2. The waterfall is located inside a canyon
One of the most remarkable facts about Gullfoss Falls is that the Hvítá River turns sharply to the right before dropping into an amazing canyon. This crescent has a length of about 2.5 kilometers (1.6 miles) and is an amazing natural landmark by itself.
This enormous gorge was formed by millions of years of flash floods deepening the existing cracks in the basalt lava. This has resulted in a gorge with a width of about 20 meters (66 feet) and a depth of 32 meters (105 feet).
The enormous pressure of the water of the river dropping down into the canyon is on average about 140 cubic meters per second. This rises to about 2,000 cubic meters per second during flash floods. This kind of explains how the water managed to cut through the Icelandic landscape!
3. It’s a stepped waterfall that consists of 2 drops
One of the most fascinating facts about Gullfoss Falls is that it’s actually a tiered waterfall that consists of 2 drops. Shortly after the river abruptly turns to the right, it plunges about 11 meters (36 feet) deep into the canyon.
It then plunges another 21 meters (69 feet), resulting in the total drop of the waterfall being 32 meters (105 feet).
This type of waterfall is also referred to as a “cataract,” which means a waterfall created by a large amount of water dropping over the edge of a cliff.
4. Its name refers to some of its astounding features
The name of the waterfall, “Gullfoss,” literally translates from Icelandic to English as “Golden Falls.” There are two theories as to why the waterfall was named as such, both referring to its amazing features:
- The glacial water sometimes produces a golden hue, an incredible shiny natural phenomenon.
- In case the sun manages to penetrate the packed clouds covering the Iceland sky, the water produces a fascinating rainbow.

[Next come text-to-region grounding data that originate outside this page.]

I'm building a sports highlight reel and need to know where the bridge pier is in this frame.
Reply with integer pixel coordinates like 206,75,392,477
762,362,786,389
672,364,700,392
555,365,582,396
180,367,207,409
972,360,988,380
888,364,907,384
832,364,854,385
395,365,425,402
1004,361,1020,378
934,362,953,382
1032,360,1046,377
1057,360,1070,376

Another theory refers to a legend once written down by Icelandic naturalist Sveinn Pálsson (1762-1840) who wrote a story mentioning:
Once upon a time, a farmer named Gýgur lived at Gýgjarhóll. He had plenty of gold and could not bear the thought of someone else possessing it after his lifetime. To prevent this, he placed the gold in a coffer and threw it into the waterfall.Presumed origin of the waterfall’s name.
After that, the name of this magnificent waterfall permanently became the “Golden Waterfall” or “Gullfoss.”

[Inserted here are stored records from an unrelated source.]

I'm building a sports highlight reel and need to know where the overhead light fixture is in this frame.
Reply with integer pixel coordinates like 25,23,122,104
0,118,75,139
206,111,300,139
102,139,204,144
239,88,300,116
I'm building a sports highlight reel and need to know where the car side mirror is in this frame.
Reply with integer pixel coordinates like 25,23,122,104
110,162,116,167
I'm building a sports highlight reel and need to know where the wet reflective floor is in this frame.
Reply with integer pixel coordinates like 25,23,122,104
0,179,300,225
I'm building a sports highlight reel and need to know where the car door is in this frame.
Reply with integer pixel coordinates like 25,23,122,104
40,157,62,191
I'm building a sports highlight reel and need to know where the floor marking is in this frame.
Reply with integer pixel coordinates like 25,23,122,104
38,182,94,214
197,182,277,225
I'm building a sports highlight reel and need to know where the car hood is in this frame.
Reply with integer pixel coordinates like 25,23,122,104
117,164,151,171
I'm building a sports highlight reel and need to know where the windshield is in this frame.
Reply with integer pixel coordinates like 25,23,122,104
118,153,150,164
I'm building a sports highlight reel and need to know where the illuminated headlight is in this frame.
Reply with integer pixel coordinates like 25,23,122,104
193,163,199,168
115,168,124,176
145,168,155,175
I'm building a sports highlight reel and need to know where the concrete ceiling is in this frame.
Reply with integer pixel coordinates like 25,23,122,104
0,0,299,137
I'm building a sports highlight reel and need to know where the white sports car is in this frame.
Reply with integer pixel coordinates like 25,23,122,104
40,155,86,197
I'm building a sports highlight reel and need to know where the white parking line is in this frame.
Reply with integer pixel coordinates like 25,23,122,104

5. It almost had a different purpose if not for one brave woman
The incredible amount of water running down the edge of the cliff of the canyon didn’t go unnoticed in the early 20th century as it was deemed perfectly suitable to generate a lot of electricity.
One woman’s constant struggle to prevent the waterfall from becoming industrialized partially helped to avoid this fate. This woman was named Sigríður Tómasdóttir (1874-1957) and she had rather radical means of trying to convince local politicians to prevent the waterfalls from being replaced with an enormous dam.

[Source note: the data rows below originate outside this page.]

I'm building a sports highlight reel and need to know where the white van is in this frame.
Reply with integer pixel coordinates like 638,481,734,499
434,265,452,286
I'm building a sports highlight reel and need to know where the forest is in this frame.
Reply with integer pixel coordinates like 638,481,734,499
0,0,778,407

She reportedly made trips to Reykjavik by horse, about 120 kilometers (80 miles) away, just to make her point, and even threatened to throw herself into the waterfall if a dam was to be built.
She’s considered to be the first environmentalist in Iceland and is eternally memorized with a plaque that is located just near the incredible feat of nature that she helped to protect.
6. It’s one of the 3 attractions in the “Golden Circle”
If you ever plan to visit Iceland, then you will most certainly go on a trip referred to as the “Golden Circle” (yes, it was named as such in reference to the Golden Waterfalls).
This tour of the country consists of a roundtrip with visits to the 3 most famous tourist attractions in the country, including Gullfoss Falls!
The other two attractions of the Golden Circle capital Reykjavik are the Þingvellir National Park and the Geysir geothermal area, and the entire trip takes about 230 kilometers (140 miles) to complete!